Esas No: 2016/14022
Karar No: 2020/1946
Karar Tarihi: 19.02.2020
Yargıtay 14. Hukuk Dairesi 2016/14022 Esas 2020/1946 Karar Sayılı İlamı
"İçtihat Metni"
MAHKEMESİ :Asliye Hukuk Mahkemesi
Davacı tarafından, davalılar aleyhine 10.11.2014 gününde verilen dilekçe ile önalım hakkına dayalı tapu iptali ve tescil talebi üzerine yapılan duruşma sonunda; davacının davasının kabulüne dair verilen 29.03.2016 günlü hükmün Yargıtayca incelenmesi davalılar vekili tarafından istenilmekle süresinde olduğu anlaşılan temyiz dilekçesinin kabulüne karar verildikten sonra dosya ve içerisindeki bütün kağıtlar incelenerek gereği düşünüldü:
K A R A R
Dava, önalım hakkına dayalı tapu iptali ve tescil istemine ilişkindir.
Davacı vekili, müvekkilinin paydaşı olduğu dava konusu 2373 parsel sayılı taşınmazda, hissedarlardan ...n hissesini ..."a sattığını, şufa hakkını kullanmak istediğini belirterek dava açmış olup, dava sonra ..."ın hissesini ..."a sattığını belirterek davalı adına kayıtlı 1/6 hissenin tapu kaydının iptali ile davacı adına kayıt ve tesciline karar verilmesini talep etmiştir.
Davalı ... vekili davanın reddini savunmuştur.
Mahkemece, davanın kabulü ile dava konusu taşınmazda dahili davalı ... adına kayıtlı hissenin iptali ile davacı adına kayıt ve tesciline karar verilmiştir.

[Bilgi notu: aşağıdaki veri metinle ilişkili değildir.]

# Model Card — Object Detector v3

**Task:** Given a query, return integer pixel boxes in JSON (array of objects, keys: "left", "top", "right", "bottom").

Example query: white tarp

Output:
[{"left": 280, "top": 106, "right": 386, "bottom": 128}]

Hükmü, davalılar vekili temyiz etmiştir.
Önalım hakkı paylı mülkiyet hükümlerine tabi taşınmazlarda bir paydaşın taşınmaz üzerindeki payını kısmen veya tamamen üçüncü bir kişiye satması halinde diğer paydaşlara bu satılan payı öncelikle satın alma yetkisi veren bir haktır. Bu hak paylı mülkiyet ilişkisi kurulduğu anda doğar ve satışın yapılmasıyla kullanılabilir hale gelir.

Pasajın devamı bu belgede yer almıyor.